La siguiente nota es apenas una glosa del sugerente e ilustrativo texto de José Carreño Carlón publicado en estas mismas páginas el 12 de febrero.

La soberanía ha vuelto al centro de los discursos políticos. Y no podía ser de otra manera. La agresividad, amenazas y políticas del presidente Trump obligan a reivindicarla. México, en efecto, es un país soberano. Ni colonia ni anexo de otro. O por lo menos eso queremos la inmensa mayoría.

Dice la Constitución: “la soberanía nacional reside esencial y originariamente en el pueblo...” (art. 39). “El pueblo ejerce su soberanía por medio de los poderes de la Unión… y por los de los Estados, en lo que toca a sus regímenes interiores…” (art. 41). Es decir, aunque la soberanía reside, en su origen, en el pueblo, ese gentío informe y diferenciado, está obligado a delegar en los poderes constitucionales legalmente establecidos la defensa de la soberanía que en principio no es más que el ejercicio de la autoridad en un territorio determinado.

En su acepción moderna, nos dice Nicola Matteucci, la soberanía es “para realizar en una sola instancia el monopolio de la fuerza en un determinado territorio y por sobre una determinada población, y para realizar en el estado la máxima unidad y cohesión política”. Se trata de ejecutar una tarea estratégica: “garantizar la paz”. (Diccionario de política).

Así que como apunta Carreño Carlón, la soberanía se puede erosionar e incluso perder tanto por embates externos como internos. En nuestro caso, los amagos de Trump tienden a deteriorarla, quisiera convertir a nuestro país en su sirviente; pero si la soberanía también supone “el monopolio de la fuerza en un determinado territorio” para “garantizar la paz”, debemos reconocer que en México se encuentran algunos territorios dominados por bandas delincuenciales que han puesto en jaque la soberanía. Y por desgracia esos dos fenómenos parecen retroalimentarse.

Escribió Carreño: “El régimen se encuentra a dos fuegos. El primero en el tiempo, el de los cárteles, que socavan la soberanía interior al despojar al estado del control de buena parte del territorio nacional e imponer en ellos su ley… esa situación alienta el siguiente fuego, el de Trump y sus secuaces. De hecho, les sirve para justificar sus aprestos de incursión militar…”.

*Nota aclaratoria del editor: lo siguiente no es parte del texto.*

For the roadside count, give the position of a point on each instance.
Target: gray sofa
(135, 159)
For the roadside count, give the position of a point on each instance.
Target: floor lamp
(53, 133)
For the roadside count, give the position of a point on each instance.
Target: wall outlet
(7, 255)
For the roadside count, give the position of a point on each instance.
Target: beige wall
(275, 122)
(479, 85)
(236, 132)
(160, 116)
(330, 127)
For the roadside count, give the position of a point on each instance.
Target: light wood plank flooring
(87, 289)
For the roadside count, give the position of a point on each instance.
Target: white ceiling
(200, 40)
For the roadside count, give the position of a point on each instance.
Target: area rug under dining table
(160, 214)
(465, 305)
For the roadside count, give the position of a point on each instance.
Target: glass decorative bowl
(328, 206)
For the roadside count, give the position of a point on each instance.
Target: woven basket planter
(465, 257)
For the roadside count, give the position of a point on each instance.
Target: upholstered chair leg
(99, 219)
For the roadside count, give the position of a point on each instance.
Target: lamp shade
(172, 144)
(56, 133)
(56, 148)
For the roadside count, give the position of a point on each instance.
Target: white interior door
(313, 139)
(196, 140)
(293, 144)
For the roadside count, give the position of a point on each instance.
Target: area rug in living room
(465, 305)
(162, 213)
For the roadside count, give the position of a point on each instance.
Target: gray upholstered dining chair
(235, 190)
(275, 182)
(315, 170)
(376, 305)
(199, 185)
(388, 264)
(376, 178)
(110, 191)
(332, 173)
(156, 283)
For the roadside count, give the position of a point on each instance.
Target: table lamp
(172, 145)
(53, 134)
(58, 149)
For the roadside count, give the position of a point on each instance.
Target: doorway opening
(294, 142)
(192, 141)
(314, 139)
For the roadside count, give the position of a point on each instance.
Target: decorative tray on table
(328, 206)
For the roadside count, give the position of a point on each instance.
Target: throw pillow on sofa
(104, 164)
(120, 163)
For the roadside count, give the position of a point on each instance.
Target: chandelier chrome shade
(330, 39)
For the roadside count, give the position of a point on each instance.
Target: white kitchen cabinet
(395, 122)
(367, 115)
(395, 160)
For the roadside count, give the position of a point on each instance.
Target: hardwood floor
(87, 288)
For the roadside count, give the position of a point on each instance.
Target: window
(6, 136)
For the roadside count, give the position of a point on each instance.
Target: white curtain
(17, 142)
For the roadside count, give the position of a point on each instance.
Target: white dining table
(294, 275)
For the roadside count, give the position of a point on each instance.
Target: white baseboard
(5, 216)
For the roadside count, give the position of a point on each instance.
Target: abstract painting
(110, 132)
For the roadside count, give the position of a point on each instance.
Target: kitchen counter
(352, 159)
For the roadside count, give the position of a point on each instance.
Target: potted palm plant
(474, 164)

Y si ese diagnóstico no se encuentra demasiado desencaminado, como lo pienso, entonces, una política para recuperar la soberanía interior es necesaria para construir un cierto estado de paz y atajar los intentos por deteriorarla desde el exterior. Si la soberanía moderna supone que el Estado tiene el monopolio de la fuerza (en el marco de la ley) parece claro que, desde hace algunos años, en ciertas zonas, la delincuencia no solo ha debilitado ese monopolio, sino que ejerce una fuerza paramilitar ilegítima, controla actividades, extorsiona a personas y empresas, y en el extremo subordina a las instituciones estatales a su poder. La soberanía del Estado es retada.

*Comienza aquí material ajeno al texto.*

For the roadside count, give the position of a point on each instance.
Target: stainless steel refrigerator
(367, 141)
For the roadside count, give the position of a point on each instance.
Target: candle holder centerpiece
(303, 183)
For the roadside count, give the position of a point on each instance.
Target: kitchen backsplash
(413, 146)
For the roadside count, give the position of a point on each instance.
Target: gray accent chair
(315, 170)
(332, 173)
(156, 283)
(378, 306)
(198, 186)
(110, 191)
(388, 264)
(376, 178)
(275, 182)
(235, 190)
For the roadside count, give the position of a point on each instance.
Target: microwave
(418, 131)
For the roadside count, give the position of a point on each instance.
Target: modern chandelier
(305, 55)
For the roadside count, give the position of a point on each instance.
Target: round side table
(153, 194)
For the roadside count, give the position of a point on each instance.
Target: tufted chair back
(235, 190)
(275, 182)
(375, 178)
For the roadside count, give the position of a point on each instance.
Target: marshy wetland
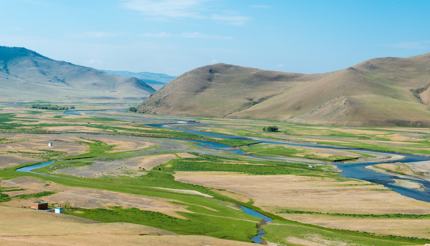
(158, 180)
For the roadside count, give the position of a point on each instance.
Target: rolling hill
(384, 91)
(27, 75)
(155, 80)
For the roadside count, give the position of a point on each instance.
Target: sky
(175, 36)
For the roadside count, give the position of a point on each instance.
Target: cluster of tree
(132, 109)
(271, 129)
(51, 107)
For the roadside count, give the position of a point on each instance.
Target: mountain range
(383, 91)
(155, 80)
(26, 75)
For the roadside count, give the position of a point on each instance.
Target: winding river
(355, 170)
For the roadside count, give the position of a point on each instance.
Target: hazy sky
(174, 36)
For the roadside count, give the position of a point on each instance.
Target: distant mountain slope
(156, 80)
(27, 75)
(386, 91)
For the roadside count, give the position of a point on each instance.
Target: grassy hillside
(27, 75)
(385, 91)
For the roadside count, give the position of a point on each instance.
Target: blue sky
(174, 36)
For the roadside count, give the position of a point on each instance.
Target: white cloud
(260, 6)
(187, 35)
(99, 34)
(237, 20)
(164, 8)
(157, 35)
(196, 9)
(412, 45)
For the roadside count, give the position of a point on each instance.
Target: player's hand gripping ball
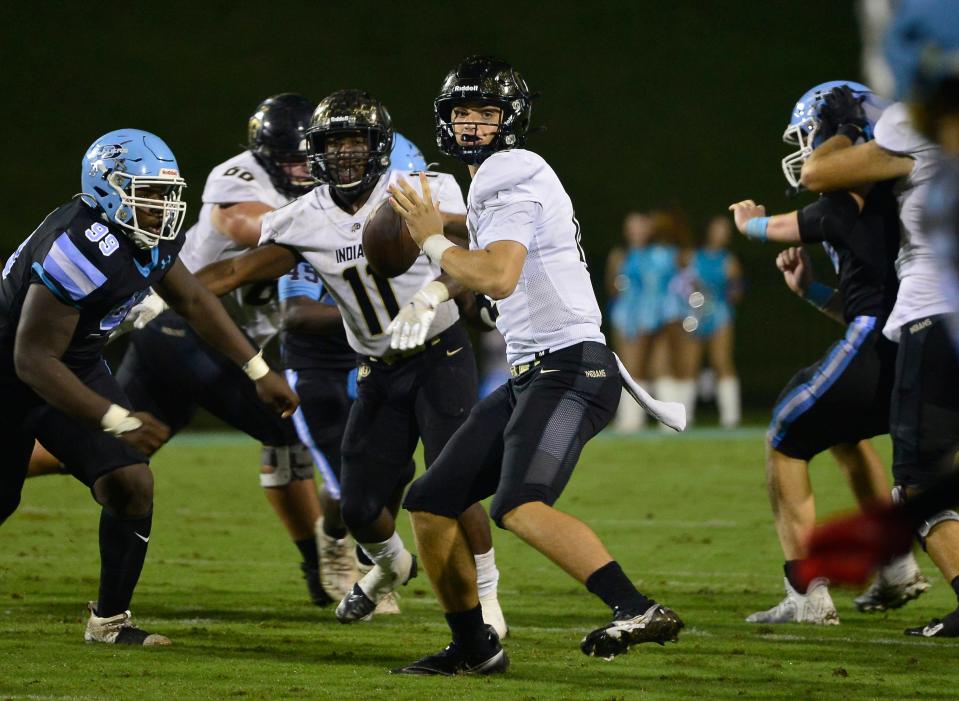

También se sabe que a estas alturas del siglo XXI no existen soberanías estatales absolutas. Un mundo de naciones cada vez más interrelacionadas impone a través de pactos multinacionales, acuerdos entre países, flujos comerciales y migratorios, compromisos que acotan los márgenes de libertad de los estados. Y para ser un actor confiable en eso que algunos llaman el tablero internacional, México también tiene la obligación y la necesidad de recuperar la capacidad soberana del Estado en todo el territorio nacional.